REPUBLIKA.CO.ID, PADANG - Ulama Sumatera Barat, Buya Mas'oed Abidin, mengisyaratkan semestinya sudah ada madrasah dan pesantren Islam yang mau menerima murid atau penuntut ilmu dari kalangan non muslim, sehingga tercipta pemahaman yang benar secara multikultural.
"Sebab pendidikan multikultural bukan cara baru, dalam Islam terkenal keluasan pikir Rasullulah SAW ketika menawan musuh-musuh Quraisy yang belum Islam di Madinah," kata Buya Mas'oed Abidin di Padang, Senin.
Menurut Buya, ketika itu, karena di antara mereka (tawanan Rasullullah, red) ada yang tidak mempunyai kemampuan materi untuk membayar tebusan sebagai syarat pembebasan tersebut.
Maka Rasulullah SAW, katanya, memberikan kesempatan kepada mereka untuk mengajar sepuluh orang anak-anak Muslim sampai paham dan mengerti tulis baca dan berhitung (matematika).
"Setelah mereka menyelesaikan tugas tersebut, maka mereka dimerdekakan," ujarnya hal ini suatu peristiwa historik bahwa guru-guru non Muslim pernah dan boleh mengajarkan ilmu praktis di sekolah Muslim. Peristiwa bersejarah tersebut, katanya, merupakan gambaran Islam melaksanakan sistem pendidikan multikultural.
Akan tetapi yang mesti dijaga adalah mereka guru-guru tersebut agar tidak mengajarkan akidah. "Dalam dunia modern atau sejak zaman Banil Ahmardi Spanyol dan Bhada masa Khulafak Rasyidin bahkan sampai sekarang di Mesir, Kairo menjadi tempat menuntut ilmu-ilmu Islam oleh penuntut thalabah non Muslim," katanya.

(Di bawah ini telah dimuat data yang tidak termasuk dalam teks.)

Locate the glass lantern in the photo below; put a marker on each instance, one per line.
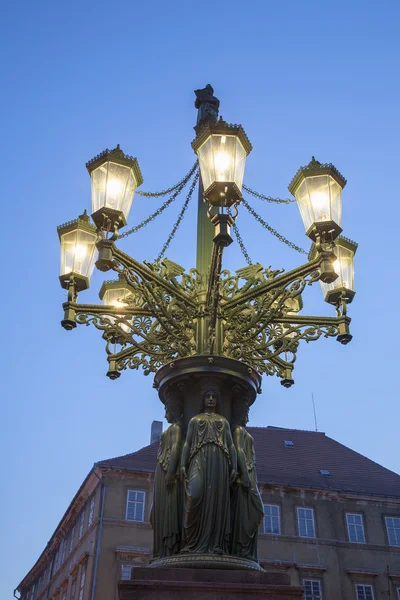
(343, 286)
(115, 177)
(222, 150)
(318, 191)
(78, 252)
(115, 293)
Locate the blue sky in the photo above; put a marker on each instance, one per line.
(303, 78)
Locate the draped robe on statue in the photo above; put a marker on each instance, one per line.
(247, 506)
(207, 501)
(166, 513)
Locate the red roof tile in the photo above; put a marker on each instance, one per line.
(298, 466)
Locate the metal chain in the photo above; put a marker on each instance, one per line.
(181, 184)
(270, 229)
(240, 241)
(180, 217)
(157, 212)
(269, 198)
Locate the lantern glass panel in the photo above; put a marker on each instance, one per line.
(319, 199)
(344, 267)
(222, 158)
(78, 253)
(116, 297)
(113, 186)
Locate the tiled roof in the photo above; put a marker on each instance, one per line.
(298, 465)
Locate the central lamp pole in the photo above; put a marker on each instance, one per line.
(207, 105)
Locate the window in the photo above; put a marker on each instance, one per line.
(81, 524)
(305, 519)
(71, 539)
(355, 528)
(271, 519)
(126, 571)
(393, 529)
(50, 569)
(82, 583)
(57, 559)
(135, 506)
(312, 589)
(364, 592)
(91, 512)
(64, 545)
(73, 589)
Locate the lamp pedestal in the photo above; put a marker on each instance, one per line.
(185, 380)
(204, 584)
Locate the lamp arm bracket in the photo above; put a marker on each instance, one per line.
(279, 281)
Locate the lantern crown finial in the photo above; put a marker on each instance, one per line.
(118, 156)
(315, 168)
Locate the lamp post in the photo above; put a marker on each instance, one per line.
(177, 315)
(206, 326)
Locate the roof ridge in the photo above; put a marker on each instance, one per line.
(136, 452)
(285, 429)
(363, 456)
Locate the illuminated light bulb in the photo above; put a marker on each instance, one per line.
(79, 252)
(222, 163)
(114, 188)
(320, 203)
(336, 266)
(118, 303)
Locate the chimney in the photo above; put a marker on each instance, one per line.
(156, 431)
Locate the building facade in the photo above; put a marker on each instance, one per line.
(331, 520)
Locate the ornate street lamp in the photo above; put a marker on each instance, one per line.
(115, 177)
(318, 191)
(222, 150)
(78, 251)
(343, 286)
(207, 333)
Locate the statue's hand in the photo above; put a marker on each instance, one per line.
(245, 481)
(170, 479)
(232, 477)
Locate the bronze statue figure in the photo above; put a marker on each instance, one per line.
(208, 469)
(247, 506)
(167, 509)
(207, 105)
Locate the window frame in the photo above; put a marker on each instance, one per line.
(91, 511)
(127, 506)
(312, 581)
(126, 566)
(298, 508)
(81, 525)
(71, 539)
(364, 541)
(82, 582)
(395, 528)
(278, 517)
(364, 585)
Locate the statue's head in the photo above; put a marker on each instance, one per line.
(173, 407)
(210, 398)
(169, 416)
(240, 408)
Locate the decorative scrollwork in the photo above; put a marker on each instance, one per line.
(251, 316)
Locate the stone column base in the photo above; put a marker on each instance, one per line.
(205, 584)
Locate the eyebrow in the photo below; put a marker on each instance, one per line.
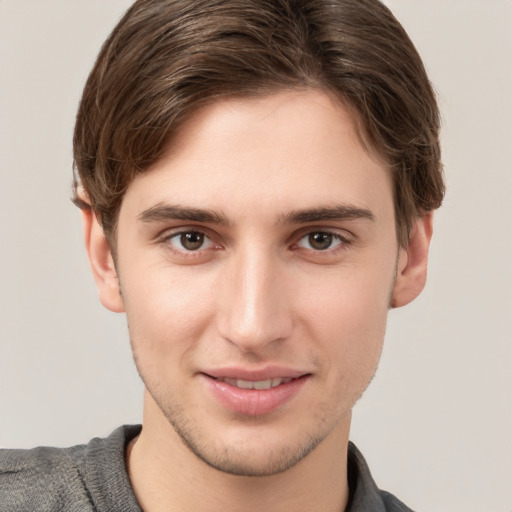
(338, 212)
(165, 212)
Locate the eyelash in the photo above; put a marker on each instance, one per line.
(336, 236)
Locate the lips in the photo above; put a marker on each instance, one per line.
(254, 393)
(259, 384)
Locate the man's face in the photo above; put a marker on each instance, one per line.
(260, 251)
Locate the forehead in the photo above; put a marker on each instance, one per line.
(269, 155)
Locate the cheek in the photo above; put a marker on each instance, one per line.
(165, 311)
(347, 316)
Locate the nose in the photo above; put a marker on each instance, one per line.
(254, 306)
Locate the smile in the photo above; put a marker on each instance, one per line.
(262, 394)
(259, 384)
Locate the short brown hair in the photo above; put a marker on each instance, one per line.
(166, 58)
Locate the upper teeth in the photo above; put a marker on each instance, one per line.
(259, 384)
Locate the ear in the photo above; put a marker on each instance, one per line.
(102, 263)
(412, 263)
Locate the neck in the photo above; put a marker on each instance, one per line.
(166, 475)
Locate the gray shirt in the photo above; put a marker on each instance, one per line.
(93, 477)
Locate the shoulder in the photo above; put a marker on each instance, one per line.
(43, 478)
(365, 496)
(82, 478)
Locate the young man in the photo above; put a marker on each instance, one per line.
(257, 180)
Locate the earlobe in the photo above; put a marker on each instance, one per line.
(412, 263)
(102, 263)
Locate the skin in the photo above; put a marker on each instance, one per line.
(271, 280)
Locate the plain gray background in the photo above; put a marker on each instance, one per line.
(436, 424)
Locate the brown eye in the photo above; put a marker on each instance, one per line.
(192, 241)
(189, 241)
(320, 241)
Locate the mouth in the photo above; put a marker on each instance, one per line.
(258, 384)
(255, 393)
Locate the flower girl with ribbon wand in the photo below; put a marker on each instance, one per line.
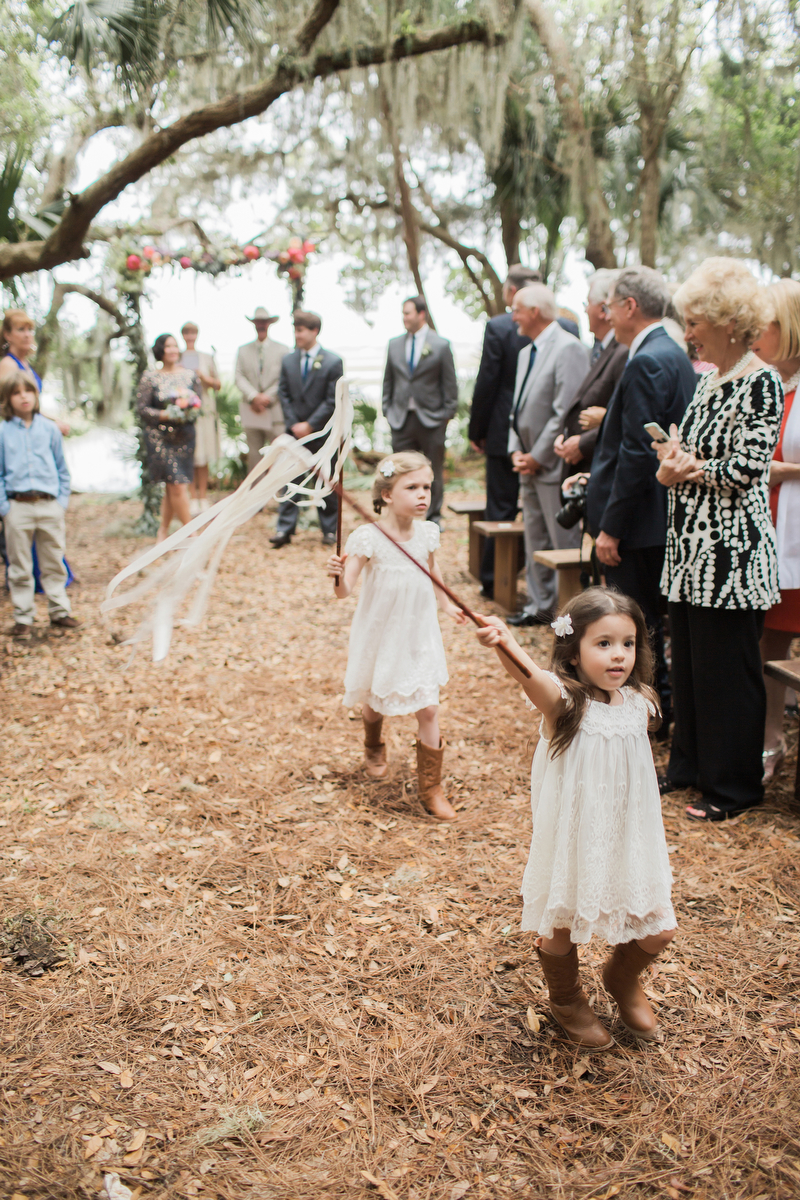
(599, 861)
(396, 661)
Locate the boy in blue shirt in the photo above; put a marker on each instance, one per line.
(34, 496)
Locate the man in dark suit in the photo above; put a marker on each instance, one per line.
(576, 443)
(488, 421)
(421, 393)
(307, 393)
(626, 509)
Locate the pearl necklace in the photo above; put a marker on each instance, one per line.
(714, 383)
(791, 384)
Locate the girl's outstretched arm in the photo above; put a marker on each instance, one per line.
(344, 570)
(443, 599)
(540, 688)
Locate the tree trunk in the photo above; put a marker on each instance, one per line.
(296, 65)
(585, 171)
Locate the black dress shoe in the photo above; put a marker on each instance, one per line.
(529, 618)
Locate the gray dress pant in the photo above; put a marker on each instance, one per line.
(540, 503)
(415, 436)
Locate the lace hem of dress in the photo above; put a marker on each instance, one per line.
(613, 927)
(395, 705)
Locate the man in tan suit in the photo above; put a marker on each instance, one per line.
(258, 370)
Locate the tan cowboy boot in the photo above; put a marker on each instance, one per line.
(374, 749)
(567, 1000)
(621, 979)
(428, 775)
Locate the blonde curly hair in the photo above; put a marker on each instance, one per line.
(722, 289)
(785, 299)
(391, 468)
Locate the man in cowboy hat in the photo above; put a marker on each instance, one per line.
(258, 370)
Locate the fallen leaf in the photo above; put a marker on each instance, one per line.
(384, 1189)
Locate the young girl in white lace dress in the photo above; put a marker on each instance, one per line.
(396, 661)
(599, 861)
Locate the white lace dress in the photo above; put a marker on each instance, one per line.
(396, 660)
(599, 861)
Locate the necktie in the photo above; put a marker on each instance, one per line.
(516, 409)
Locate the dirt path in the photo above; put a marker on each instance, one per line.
(276, 981)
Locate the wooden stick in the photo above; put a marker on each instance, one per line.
(338, 515)
(451, 595)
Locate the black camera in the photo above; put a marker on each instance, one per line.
(575, 507)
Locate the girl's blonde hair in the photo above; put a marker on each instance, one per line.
(722, 289)
(12, 383)
(785, 298)
(390, 471)
(583, 611)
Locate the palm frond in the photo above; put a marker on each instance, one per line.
(121, 33)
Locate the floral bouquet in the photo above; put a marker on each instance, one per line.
(182, 407)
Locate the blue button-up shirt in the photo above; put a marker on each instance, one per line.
(31, 460)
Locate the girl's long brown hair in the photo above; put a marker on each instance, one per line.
(583, 610)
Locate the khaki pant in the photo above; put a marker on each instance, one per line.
(256, 439)
(46, 521)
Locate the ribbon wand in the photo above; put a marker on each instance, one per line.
(443, 587)
(338, 513)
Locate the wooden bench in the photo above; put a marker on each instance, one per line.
(509, 557)
(788, 673)
(475, 511)
(569, 564)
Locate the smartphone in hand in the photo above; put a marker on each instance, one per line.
(656, 432)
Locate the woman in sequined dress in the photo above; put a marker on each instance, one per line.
(169, 444)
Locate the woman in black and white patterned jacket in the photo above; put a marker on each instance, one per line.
(721, 565)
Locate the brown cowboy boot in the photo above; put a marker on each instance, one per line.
(428, 774)
(567, 1000)
(621, 979)
(374, 749)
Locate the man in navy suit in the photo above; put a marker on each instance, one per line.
(488, 420)
(626, 509)
(307, 393)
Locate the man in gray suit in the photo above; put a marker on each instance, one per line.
(421, 393)
(548, 375)
(307, 394)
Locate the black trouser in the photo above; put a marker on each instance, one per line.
(501, 503)
(720, 703)
(429, 442)
(638, 576)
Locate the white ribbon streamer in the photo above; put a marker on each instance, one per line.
(286, 463)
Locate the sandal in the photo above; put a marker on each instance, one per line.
(773, 761)
(703, 810)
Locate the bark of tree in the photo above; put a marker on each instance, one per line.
(408, 214)
(296, 65)
(584, 168)
(656, 93)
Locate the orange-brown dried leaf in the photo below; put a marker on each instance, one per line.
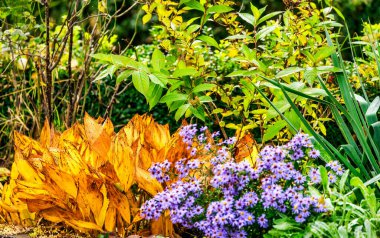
(146, 182)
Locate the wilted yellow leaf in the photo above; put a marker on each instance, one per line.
(147, 182)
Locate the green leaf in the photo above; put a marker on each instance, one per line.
(314, 92)
(180, 72)
(181, 111)
(205, 99)
(198, 112)
(256, 12)
(324, 179)
(339, 13)
(171, 97)
(154, 95)
(140, 80)
(289, 71)
(310, 75)
(343, 180)
(203, 87)
(195, 5)
(371, 113)
(158, 60)
(192, 28)
(247, 17)
(118, 60)
(268, 16)
(273, 130)
(239, 37)
(219, 9)
(156, 80)
(264, 32)
(123, 76)
(102, 75)
(162, 77)
(209, 40)
(323, 53)
(328, 69)
(281, 106)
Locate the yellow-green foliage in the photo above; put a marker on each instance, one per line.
(258, 44)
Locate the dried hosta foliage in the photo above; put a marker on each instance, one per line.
(83, 177)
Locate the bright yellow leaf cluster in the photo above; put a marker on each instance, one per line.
(83, 177)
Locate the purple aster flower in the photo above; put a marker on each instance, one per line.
(201, 138)
(315, 175)
(300, 218)
(299, 178)
(332, 177)
(263, 221)
(203, 128)
(313, 153)
(187, 133)
(215, 134)
(297, 154)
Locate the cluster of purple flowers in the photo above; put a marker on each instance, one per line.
(160, 171)
(179, 199)
(238, 195)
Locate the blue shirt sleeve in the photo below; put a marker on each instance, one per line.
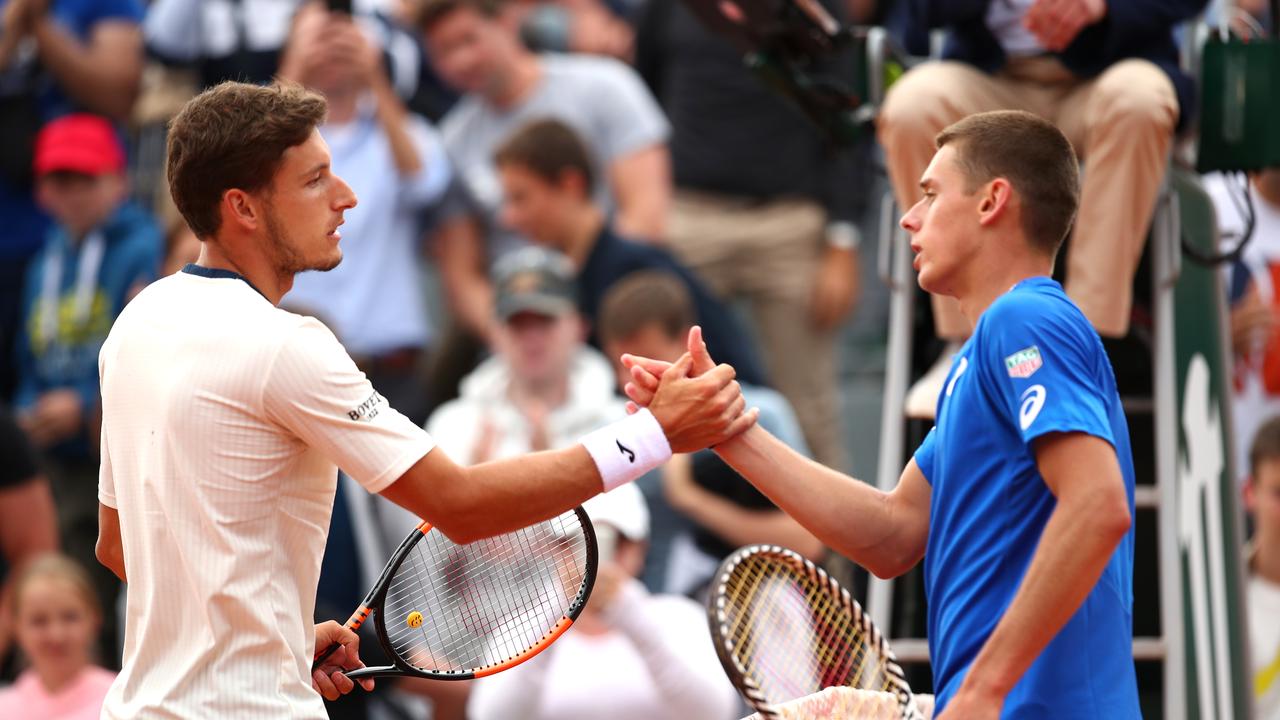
(1048, 367)
(924, 455)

Bahkan tidak sedikit yang tertarik mendalami dan memasuki akhirnya mentaati ajaran Islam tersebut.
Perlu dipahami bahwa ilmu itu benar dan tegas. Ilmu tidak hanya milik satu keyakinan, ilmu adalah milik universal.
"Makanya Rasul memerintahkan tuntutlah ilmu sejak dari ayunan hingga liang lahat dan menuntut ilmu itu wajib hukumnya," katanya.